In my August Physics World article, The future of nanotechnology, I argued that fears of the loss of control of self-replicating nanobots – resulting in a plague of grey goo – were unrealistic, because it was unlikely that we would be able to “out-engineer evolution”. This provoked this interesting response from a reader, reproduced here with his permission:
I am a graduate student at MIT writing an article about the work of Angela Belcher, a professor here who is coaxing viruses to assemble transistors. I read your article in Physics World, and thought the way you stated the issue as a question of whether we can “out-engineer evolution” clarified current debates about the dangers of nanotechnology. In fact, the article I am writing frames the debate in your terms.
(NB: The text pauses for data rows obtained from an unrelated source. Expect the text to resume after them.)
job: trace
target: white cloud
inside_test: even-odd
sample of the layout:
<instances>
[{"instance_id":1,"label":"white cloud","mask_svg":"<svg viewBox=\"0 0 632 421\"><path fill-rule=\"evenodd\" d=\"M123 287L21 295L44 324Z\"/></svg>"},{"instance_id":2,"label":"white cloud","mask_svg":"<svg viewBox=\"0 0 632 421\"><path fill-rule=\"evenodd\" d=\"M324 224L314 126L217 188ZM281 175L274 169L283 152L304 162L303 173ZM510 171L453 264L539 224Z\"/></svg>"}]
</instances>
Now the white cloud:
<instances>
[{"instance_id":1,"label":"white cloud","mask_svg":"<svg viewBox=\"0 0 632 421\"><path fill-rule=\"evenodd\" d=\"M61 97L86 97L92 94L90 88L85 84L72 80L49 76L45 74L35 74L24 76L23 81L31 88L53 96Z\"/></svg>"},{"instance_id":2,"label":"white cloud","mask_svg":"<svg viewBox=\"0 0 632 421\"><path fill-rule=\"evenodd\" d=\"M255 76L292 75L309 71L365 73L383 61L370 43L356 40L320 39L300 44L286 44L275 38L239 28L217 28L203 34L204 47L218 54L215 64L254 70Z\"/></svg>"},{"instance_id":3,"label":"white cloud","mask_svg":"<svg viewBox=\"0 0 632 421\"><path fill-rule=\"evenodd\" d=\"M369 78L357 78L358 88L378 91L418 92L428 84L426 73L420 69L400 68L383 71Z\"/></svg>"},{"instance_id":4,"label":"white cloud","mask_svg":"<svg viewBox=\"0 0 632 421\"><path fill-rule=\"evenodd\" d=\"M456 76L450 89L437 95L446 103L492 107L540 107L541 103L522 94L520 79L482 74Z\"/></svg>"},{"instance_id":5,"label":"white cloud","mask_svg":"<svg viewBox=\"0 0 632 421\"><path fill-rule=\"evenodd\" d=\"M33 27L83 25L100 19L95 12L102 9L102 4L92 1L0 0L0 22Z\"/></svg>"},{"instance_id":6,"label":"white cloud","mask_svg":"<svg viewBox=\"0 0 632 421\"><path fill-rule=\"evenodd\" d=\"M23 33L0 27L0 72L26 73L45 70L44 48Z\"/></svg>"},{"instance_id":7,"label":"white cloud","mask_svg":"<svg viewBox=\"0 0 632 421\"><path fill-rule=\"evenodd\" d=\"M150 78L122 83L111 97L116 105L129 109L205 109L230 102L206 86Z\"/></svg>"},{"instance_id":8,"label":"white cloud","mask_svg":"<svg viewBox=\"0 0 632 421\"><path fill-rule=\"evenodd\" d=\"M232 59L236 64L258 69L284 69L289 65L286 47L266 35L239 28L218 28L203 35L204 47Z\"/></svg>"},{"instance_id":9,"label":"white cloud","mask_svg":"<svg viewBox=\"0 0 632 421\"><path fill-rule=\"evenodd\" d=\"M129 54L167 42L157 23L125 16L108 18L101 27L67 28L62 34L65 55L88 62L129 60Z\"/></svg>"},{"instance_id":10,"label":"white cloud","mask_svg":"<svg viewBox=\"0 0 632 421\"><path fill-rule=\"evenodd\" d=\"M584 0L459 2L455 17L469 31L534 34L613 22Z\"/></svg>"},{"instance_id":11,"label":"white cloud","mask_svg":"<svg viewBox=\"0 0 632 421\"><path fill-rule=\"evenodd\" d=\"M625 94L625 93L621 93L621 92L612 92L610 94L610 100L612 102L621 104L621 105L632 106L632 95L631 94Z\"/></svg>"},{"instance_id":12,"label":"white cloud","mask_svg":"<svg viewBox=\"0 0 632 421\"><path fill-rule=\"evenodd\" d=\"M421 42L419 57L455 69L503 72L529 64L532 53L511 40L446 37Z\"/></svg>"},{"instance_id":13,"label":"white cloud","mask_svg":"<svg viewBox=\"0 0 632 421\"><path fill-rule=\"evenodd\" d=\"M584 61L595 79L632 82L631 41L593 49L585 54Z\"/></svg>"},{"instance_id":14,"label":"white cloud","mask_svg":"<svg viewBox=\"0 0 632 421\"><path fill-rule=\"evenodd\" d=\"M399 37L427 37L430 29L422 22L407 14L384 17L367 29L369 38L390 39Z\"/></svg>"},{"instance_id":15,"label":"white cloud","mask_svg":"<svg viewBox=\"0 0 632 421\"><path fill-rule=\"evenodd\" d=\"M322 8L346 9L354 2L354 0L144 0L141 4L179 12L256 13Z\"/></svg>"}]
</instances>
I was wondering whether Belcher’s work might change the debate somewhat. She actually combines evolution and engineering. She directs the evolution of peptides, starting with a peptide library, until she obtains peptides that cling to semiconductor materials or gold. Then she genetically engineers the viruses to express these peptides so that, when exposed to semiconductor precursors, they coat themselves with semiconductor material, forming a single crystal around a long, cylindrical capsid. She also has peptides expressed at the ends that attach to gold electrodes. The combination of the semiconducting wire and electrodes forms a transistor.
Now her viruses are clearly not dangerous. They require a host to replicate, and they can’t replicate once they’ve been exposed to the semiconducting materials or electrodes. They cannot lead to “gray goo.”
Does her method, however, suggest the possibility that we can produce things we could never engineer? Might this lead to molecular machines that could actually compete in the environment?
Any help you could provide in my thinking through this will be appreciated.
Here’s my reply:
You raise an interesting point. I’m familiar with Angela Belcher’s work, which is extremely elegant and important. I touch a little bit on this approach, in which evolution is used in a synthetic setting as a design tool, in my book “Soft Machines”. At the molecular level the use of some kind of evolutionary approach, whether executed at a physical level, as in Belcher’s work, or in computer simulation, seems to me to be unavoidable if we’re going to be able to exploit phenomena like self-assembly to the full.
But I still don’t think it fundamentally changes the terms of the debate. I think there are two separate issues:
1. is cell biology close to optimally engineered for the environment of the (warm, wet) nanoworld?
2. how can we best use design principles learnt from biology to make useful synthetic nanostructures and devices?
In this context, evolution is an immensely powerful design method, and it’s in keeping with the second point that we need to learn to use it. But even though using it might help us approach biological levels of optimality, one can still argue that it won’t help us surpass it.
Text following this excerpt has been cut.